The pandemic has opened our eyes, too, to see what was always there. The Hardwick dam recently lowered the Black River to a trickle. On Saturday afternoon, we walked through the muddy bed.

Gulls flew overhead, pure white in a November landscape of gray and black, steadily flying into the wind.

“Throughout history, women have too often been seen as subjects of art, rather than artists… As a woman painter, one needs to work out a strategy.”

— Celia Paul, Self-Portrait

Friday Run

Just before dusk, I’m running along the rail trail, where train tracks once lay, when a woman steps out of the brushy woods, puts her hand over her chest, and gasps.

I’ve frightened her. She’s dressed in hunter’s orange and holds a rifle pressed against her body.

I stop. There’s no one else around, and I have the sudden terrible feeling that I’m in the wrong place at the wrong time. I’m wearing the ripped blue sweatshirt and knitted cap I always wear.

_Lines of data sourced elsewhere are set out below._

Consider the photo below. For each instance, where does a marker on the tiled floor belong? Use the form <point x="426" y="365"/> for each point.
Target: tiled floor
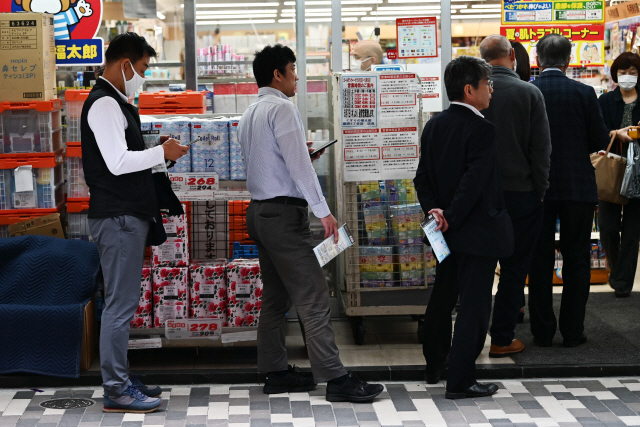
<point x="566" y="403"/>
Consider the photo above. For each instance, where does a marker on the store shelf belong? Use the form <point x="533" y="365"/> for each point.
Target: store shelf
<point x="594" y="236"/>
<point x="193" y="342"/>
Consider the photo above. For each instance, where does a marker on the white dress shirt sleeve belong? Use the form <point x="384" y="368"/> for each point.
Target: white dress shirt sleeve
<point x="108" y="125"/>
<point x="289" y="134"/>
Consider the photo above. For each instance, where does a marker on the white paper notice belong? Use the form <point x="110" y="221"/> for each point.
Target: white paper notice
<point x="400" y="152"/>
<point x="23" y="178"/>
<point x="328" y="250"/>
<point x="359" y="100"/>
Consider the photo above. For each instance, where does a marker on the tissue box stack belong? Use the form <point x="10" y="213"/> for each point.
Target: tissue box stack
<point x="411" y="265"/>
<point x="208" y="290"/>
<point x="180" y="131"/>
<point x="169" y="294"/>
<point x="405" y="224"/>
<point x="210" y="149"/>
<point x="244" y="292"/>
<point x="235" y="152"/>
<point x="142" y="318"/>
<point x="175" y="251"/>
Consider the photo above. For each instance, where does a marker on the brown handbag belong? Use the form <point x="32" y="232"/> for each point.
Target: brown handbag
<point x="609" y="175"/>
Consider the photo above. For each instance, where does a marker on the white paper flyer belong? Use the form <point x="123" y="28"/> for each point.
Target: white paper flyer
<point x="328" y="250"/>
<point x="436" y="239"/>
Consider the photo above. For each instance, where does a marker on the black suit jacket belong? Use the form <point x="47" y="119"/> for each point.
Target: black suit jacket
<point x="459" y="173"/>
<point x="577" y="130"/>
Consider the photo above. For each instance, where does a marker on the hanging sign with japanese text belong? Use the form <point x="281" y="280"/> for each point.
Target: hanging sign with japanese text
<point x="587" y="41"/>
<point x="76" y="25"/>
<point x="380" y="126"/>
<point x="552" y="12"/>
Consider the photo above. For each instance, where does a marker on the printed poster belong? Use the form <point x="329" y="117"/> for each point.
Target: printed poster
<point x="389" y="150"/>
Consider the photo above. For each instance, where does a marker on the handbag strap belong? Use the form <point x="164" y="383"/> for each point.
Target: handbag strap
<point x="613" y="138"/>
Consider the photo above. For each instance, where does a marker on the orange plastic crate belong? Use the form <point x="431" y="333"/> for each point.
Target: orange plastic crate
<point x="172" y="100"/>
<point x="41" y="106"/>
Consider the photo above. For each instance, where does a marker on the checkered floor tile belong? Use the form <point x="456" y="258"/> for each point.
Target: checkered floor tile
<point x="547" y="403"/>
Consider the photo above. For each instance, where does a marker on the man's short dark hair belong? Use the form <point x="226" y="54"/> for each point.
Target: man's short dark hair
<point x="268" y="60"/>
<point x="128" y="45"/>
<point x="624" y="61"/>
<point x="553" y="50"/>
<point x="462" y="71"/>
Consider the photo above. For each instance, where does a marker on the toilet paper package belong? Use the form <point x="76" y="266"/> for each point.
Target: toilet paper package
<point x="235" y="152"/>
<point x="180" y="130"/>
<point x="169" y="294"/>
<point x="142" y="317"/>
<point x="210" y="148"/>
<point x="208" y="290"/>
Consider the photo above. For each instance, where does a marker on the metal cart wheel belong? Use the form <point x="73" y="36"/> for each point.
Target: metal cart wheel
<point x="357" y="326"/>
<point x="421" y="330"/>
<point x="304" y="335"/>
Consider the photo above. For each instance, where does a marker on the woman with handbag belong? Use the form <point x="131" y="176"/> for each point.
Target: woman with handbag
<point x="620" y="224"/>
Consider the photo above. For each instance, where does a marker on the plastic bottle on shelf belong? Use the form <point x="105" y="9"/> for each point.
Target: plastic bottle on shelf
<point x="220" y="58"/>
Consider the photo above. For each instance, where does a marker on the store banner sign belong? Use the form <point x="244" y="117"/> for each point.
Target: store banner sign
<point x="552" y="12"/>
<point x="76" y="25"/>
<point x="587" y="41"/>
<point x="417" y="37"/>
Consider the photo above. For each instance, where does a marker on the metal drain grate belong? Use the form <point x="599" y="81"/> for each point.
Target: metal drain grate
<point x="68" y="403"/>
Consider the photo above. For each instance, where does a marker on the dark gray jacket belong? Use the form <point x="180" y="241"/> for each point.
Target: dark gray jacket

It’s hunting season, and I should be wearing orange. She looks angrily at me. I nod, edge away, and then keep on with my run. On this run, I’m mostly worried about a skinny dog at the one house I pass — a creature who doubtlessly is harmless. I run through the thick woods between the highway and the Lamoille River, snaking through its bends. It hasn’t escaped me how the wilderness presses right up against the village where I live, in acres upon acres of woods where I hardly ever see anyone.

On my way back, I again meet this woman with a florescent pink mask over her lower face. I’ve seen no one else, save the dog, and I slow to a walk again and apologize for not wearing brighter colors.

Jesus, she says and keeps walking.

Not long after, back in the village, the twilight drifts down like a gray snowstorm. My daughter’s school is closing again, perhaps opening in December, but maybe not. All around us, the pandemic continues to upend lives, through loss of in-person schooling, jobs and childcare, and the widening gulfs of isolation.

Walking back through town, I admire the holiday lights turning on as the darkness filters down — lights of all colors and blown-up snowmen and reindeer. The day has been unseasonably warm for November. Take this in, I think. And next time, bring a mask and wear orange, too.

“Writing often reveals us to ourselves, lets us name what’s important to us and what has been silent or silenced inside us.”